As a 1991 graduate of the University of Wisconsin-Milwaukee College of Health Sciences, Rob Frediani is passionate about providing health care to underserved populations in Milwaukee.
In 2001, Frediani created the Institute for Collaborative Health Interventions Inc. (ICHI) to provide back-office support and business consulting services to small health care agencies that serve the needy, elderly or the chronically ill in underserved areas of the city.
In effect, ICHI works as a health care business incubator in Milwaukee’s inner city neighborhoods.
ICHI enables sole practitioners to run their own business, while extending needed health care services to economically disadvantaged populations. ICHI also looks to spur economic development by helping occupational and physical therapists get up and running so that they can hire others to help their practice.
“Since ICHI started in 2001, we have created 10 jobs,” says the 40-year-old Frediani, who was honored by UWM in 1997 with a Graduate of the Last Decade (GOLD) award. “So, these are people that are pulling down a living wage. They are getting benefits, paying taxes, and helping support their families. What we are trying to do is help small-business owners take care of these populations by creating jobs.
“Let’s say an occupational or physical therapist wants to start a clinic,” Frediani says. “If they are out there taking care of patients, maybe they aren’t taking care of their accounts receivable or answering their phones.
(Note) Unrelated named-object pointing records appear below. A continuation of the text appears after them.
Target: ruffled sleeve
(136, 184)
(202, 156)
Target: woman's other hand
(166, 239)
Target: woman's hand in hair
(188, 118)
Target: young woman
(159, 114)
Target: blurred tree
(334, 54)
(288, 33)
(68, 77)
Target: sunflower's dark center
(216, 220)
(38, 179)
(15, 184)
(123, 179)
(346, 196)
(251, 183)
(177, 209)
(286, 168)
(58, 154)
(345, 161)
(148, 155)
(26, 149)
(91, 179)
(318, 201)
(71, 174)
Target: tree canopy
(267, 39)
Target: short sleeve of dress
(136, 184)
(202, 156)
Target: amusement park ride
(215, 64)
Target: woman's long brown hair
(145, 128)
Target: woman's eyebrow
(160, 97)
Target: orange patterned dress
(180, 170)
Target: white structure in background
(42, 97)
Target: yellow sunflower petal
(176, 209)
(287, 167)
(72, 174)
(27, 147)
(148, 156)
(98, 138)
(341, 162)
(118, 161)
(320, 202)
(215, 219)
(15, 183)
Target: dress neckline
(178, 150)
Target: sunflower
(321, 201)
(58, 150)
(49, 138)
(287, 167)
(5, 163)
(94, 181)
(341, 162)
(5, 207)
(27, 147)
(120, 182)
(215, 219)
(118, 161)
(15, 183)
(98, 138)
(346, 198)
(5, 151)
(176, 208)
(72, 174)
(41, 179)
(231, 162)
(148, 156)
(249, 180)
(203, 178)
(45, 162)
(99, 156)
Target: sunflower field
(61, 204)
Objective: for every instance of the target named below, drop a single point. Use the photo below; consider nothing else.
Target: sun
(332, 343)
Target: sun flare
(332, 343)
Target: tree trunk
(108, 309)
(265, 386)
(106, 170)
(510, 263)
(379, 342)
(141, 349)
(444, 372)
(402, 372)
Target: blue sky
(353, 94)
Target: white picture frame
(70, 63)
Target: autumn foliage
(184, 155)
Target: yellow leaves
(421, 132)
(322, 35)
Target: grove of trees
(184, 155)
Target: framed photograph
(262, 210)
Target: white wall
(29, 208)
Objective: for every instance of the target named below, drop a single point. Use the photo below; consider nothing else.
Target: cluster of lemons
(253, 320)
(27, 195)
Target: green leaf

That’s where ICHI comes in. We can help with billing, accounting, administrative staffing, and contract management.”
Through ICHI, Therapy Plus of Wisconsin was established in a senior center at 24th and Mitchell Streets. Therapy Plus is an outpatient physical medicine and rehabilitation agency that specializes in offering therapies, treatments and activities that promote independence and self-sufficiency for the elderly population it serves. Therapy Plus treats older adults who live in their homes and those with chronic ailments.
“In some instances, patients do not qualify for home health care and cannot get to a rehabilitation clinic to be evaluated,” says Mary Madsen, a professor and director with the UWM College of Health Sciences. “The assistance allows them to remain living an independent and meaningful life.”
For the past six years, Frediani and ICHI have been part of a project called Connecting Caring Communities. Working in neighborhoods with a high concentration of low-income adults, Frediani has brought together residents, merchants, service providers and civic leaders to identify issues that make those neighborhoods undesirable for older adults. The program allows residents to get a daily meal and talk to a nurse or an alderman while remaining in their neighborhood.
Through ICHI, Frediani says he would like to duplicate the model that helped establish Therapy Plus.
“There is lots of need around the city of Milwaukee,” he says. “Lots of folks could benefit by having a small clinic in their neighborhood. We are looking to find smaller (health care) providers that want to have an ownership stake. We want them to own it, and we will help them.”